Key takeaways
- Shares and ETFs let an SMSF invest directly and build a diversified portfolio at low cost.
- Franking credits on Australian dividends can reduce, and sometimes refund, the fund's tax.
- All holdings must be in the fund's name, with their own holder identification number.
- Trustees still need diversification, records and a strategy, not just a brokerage account.
Direct shares and exchange-traded funds (ETFs) are popular SMSF holdings, and for good reason. They are transparent, easy to value, simple to buy and sell, and they let trustees build a diversified portfolio without the cost layers of some managed products.
Why trustees like them
- Control.
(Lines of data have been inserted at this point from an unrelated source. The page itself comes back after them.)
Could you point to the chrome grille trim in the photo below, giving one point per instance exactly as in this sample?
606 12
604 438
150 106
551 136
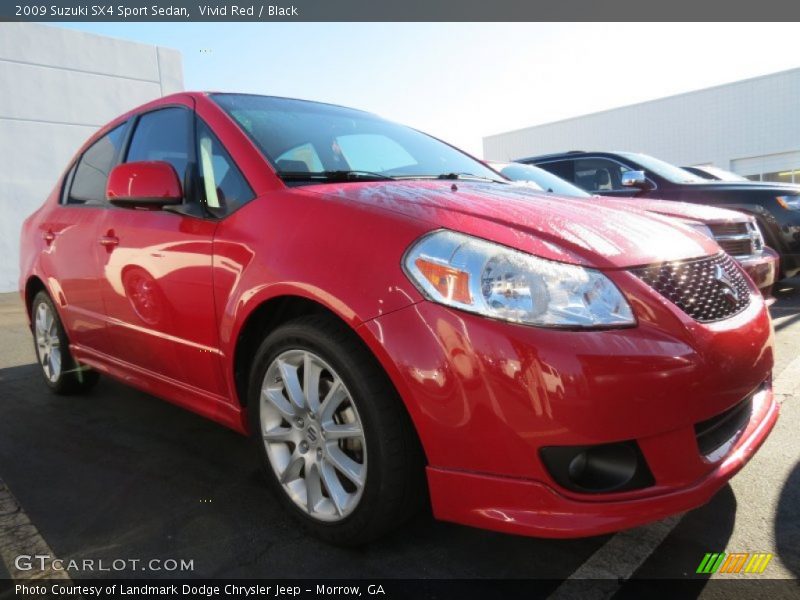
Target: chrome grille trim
707 289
You choose the companies or indices, rather than accepting a fund's pre-set option.
- Low cost. Broad-market ETFs in particular offer wide diversification for a small fee.
- Transparency. Prices and holdings are clear, which makes valuation and record keeping straightforward.
Franking credits in an SMSF
Australian companies often pay franked dividends, carrying credits for tax already paid by the company. In a super fund, those franking credits offset the fund's tax, and because the fund's tax rate is low, they can reduce it substantially. A fund in pension phase, paying little or no tax, may even receive a refund of excess franking credits. This is one reason Australian shares are common in SMSF portfolios.
Ownership and the holding details
Shares and ETFs must be held in the fund's name, not a member's. The fund has its own holder identification number (HIN) with the broker or share registry. Keeping the holding clearly in the fund's name is part of the rule to keep fund assets separate from personal assets, and auditors check it.
Do not forget the basics
A brokerage account is not a strategy. The usual obligations still apply: invest in line with the investment strategy, consider diversification, keep records of every trade and dividend, and value holdings at year end. The freedom to trade directly works best alongside the discipline the fund requires.
Frequently asked questions
- Can an SMSF claim franking credits?
- Yes. Franking credits on Australian dividends offset the fund's tax. Because the fund's tax rate is low, they can reduce it significantly, and a fund in pension phase may receive a refund of excess credits.
- Whose name do SMSF shares go in?
- The fund's. Shares and ETFs are held in the name of the trustees as trustee for the fund, with the fund's own holder identification number. They must never be held in a member's personal name.
- Can I transfer my personal shares into my SMSF?
- Listed securities are one of the limited exceptions to the related-party acquisition rule, so you can transfer them in at market value. This counts as a contribution, so it uses your contribution caps and needs to be documented.